A lot of programmers think that building a web crawler/scraper is all about the code. It's mostly not. The robustness of your project depends mainly on other factors, in our opinion. Here are the boxes you need to check to build something that truly scales, that you can rely on, is consistent, rarely breaks, is easy to diagnose and debug, and doesn't give you the midnight emergency alert.
Use a framework: Use Beautifulsoup or scrapy or Nutch. Anything. Anything that has thousands of lines of code by hundreds of coders who do large web scraping projects for years, to take care of all the weird exceptions that happen when you are dealing with something as unpredictable as the web. If your scraper is hand-coded, I am sorry to say this, and you have hard times coming.
Take a lot of measures to pretend to be human.
Build multiple checks in your web crawler that monitors the health of your crawler and fires an alert to you.
Here is a list of places that your web crawler will probably fail
- We the web pages dont load
- Internet is down
- When the content at the URL has moved
- You are shown a CAPTCHA challenge.
- The web page changes its HTML, so your scraping doesn't work.

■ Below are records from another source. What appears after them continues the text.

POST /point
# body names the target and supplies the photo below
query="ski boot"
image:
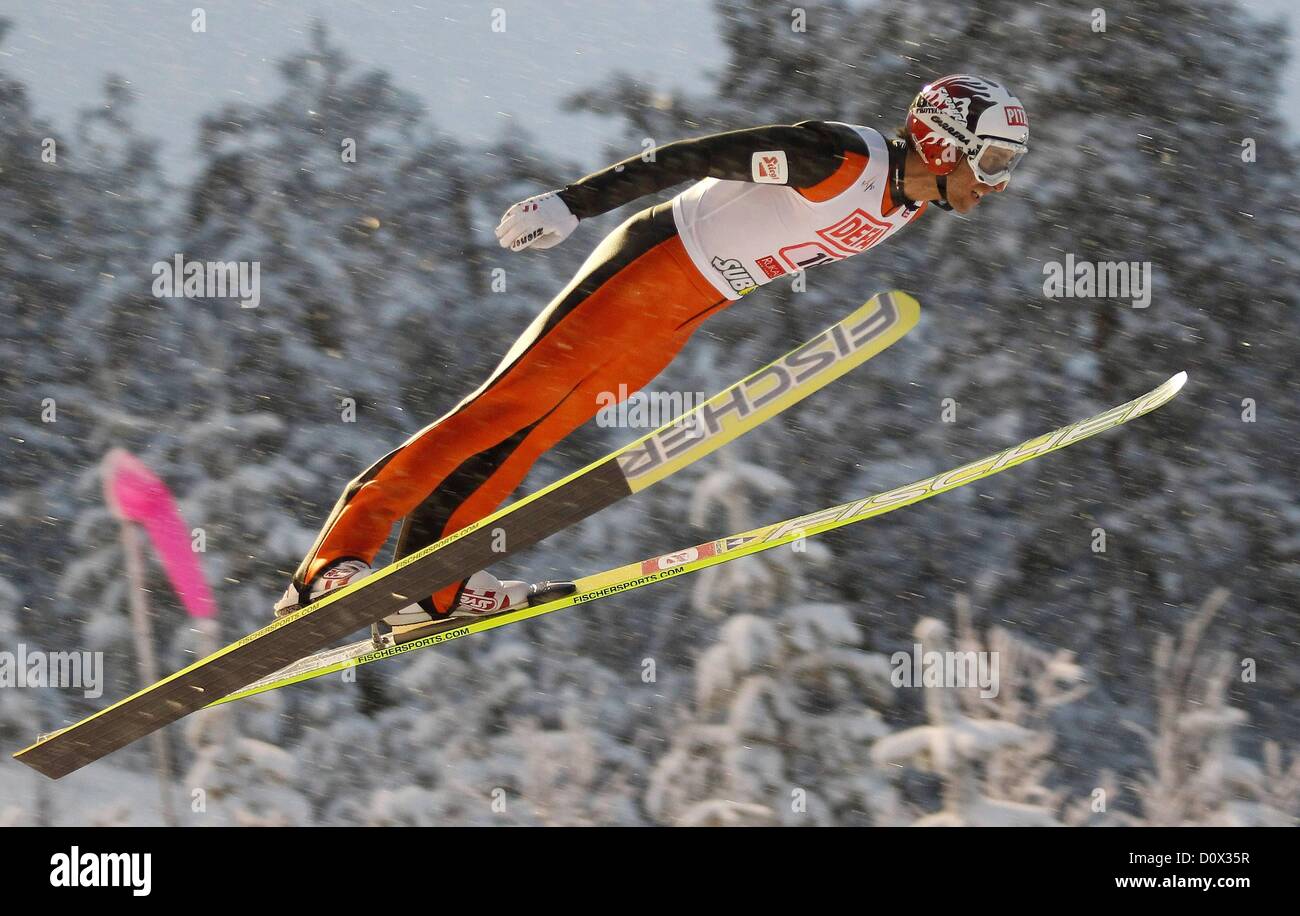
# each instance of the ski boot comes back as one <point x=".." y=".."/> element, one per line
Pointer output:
<point x="484" y="595"/>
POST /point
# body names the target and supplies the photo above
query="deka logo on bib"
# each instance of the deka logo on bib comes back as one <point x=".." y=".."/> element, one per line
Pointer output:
<point x="103" y="869"/>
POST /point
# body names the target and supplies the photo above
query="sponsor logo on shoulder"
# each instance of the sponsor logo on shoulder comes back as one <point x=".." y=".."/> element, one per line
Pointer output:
<point x="770" y="166"/>
<point x="736" y="276"/>
<point x="770" y="267"/>
<point x="676" y="559"/>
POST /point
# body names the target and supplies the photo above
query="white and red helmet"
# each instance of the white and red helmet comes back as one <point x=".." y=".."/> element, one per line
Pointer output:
<point x="967" y="116"/>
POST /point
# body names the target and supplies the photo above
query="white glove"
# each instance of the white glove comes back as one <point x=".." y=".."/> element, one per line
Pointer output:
<point x="538" y="222"/>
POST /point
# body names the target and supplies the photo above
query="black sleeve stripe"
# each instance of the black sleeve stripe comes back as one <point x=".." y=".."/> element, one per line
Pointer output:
<point x="814" y="150"/>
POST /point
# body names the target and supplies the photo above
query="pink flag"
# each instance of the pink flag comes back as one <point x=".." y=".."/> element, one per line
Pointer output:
<point x="137" y="494"/>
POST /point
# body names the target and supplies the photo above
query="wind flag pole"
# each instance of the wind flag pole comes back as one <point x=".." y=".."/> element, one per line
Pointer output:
<point x="138" y="498"/>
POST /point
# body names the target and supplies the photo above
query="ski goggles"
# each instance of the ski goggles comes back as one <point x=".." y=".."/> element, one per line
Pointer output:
<point x="995" y="160"/>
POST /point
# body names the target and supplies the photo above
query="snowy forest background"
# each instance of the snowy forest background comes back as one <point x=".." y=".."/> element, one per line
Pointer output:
<point x="1122" y="671"/>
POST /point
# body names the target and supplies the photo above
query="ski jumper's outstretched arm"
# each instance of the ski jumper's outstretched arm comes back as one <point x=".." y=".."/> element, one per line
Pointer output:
<point x="802" y="156"/>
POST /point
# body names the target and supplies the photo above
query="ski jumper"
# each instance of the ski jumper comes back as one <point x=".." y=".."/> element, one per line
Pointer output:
<point x="766" y="202"/>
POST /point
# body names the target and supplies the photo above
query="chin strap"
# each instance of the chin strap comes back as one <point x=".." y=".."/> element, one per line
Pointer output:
<point x="897" y="163"/>
<point x="897" y="160"/>
<point x="941" y="181"/>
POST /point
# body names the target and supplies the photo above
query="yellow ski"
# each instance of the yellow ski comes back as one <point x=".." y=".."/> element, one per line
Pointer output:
<point x="701" y="556"/>
<point x="740" y="408"/>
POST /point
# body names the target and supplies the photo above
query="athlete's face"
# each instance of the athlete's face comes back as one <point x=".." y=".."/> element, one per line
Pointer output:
<point x="965" y="190"/>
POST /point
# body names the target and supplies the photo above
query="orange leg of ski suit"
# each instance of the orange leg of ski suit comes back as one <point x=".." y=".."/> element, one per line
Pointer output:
<point x="619" y="322"/>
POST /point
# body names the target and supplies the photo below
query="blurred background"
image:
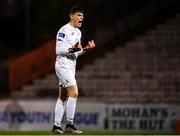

- Some fields that you scrape are empty some of the time, and there is no handler for that.
- The web pages take a long time to load
- The web site has blocked you completely.
- Just use a professional third party Rotating Proxy Service to avoid the inevitable IP block. There is no getting around it. We have tried it for years.
- We have tried it all. That's why we built the Proxies API. It will rotate proxies with a pool of a couple of million private residential proxies. Rotates user-agents retries requests automatically, solve captchas, renders AJAX pages. Problems you should not be solving and won't be able to without massive investments.
Is it rotating user-agents? Yes. It will cut you some slack for a while, but your IP address is right there for them to block and they will
Have 4-5 IPs from different machines or servers? Yes. For a while. After that, they will ALL get blocked.
Use publicly available proxies? Sure. They have a life span of about 5 mins because every other hacker around the world is onto them.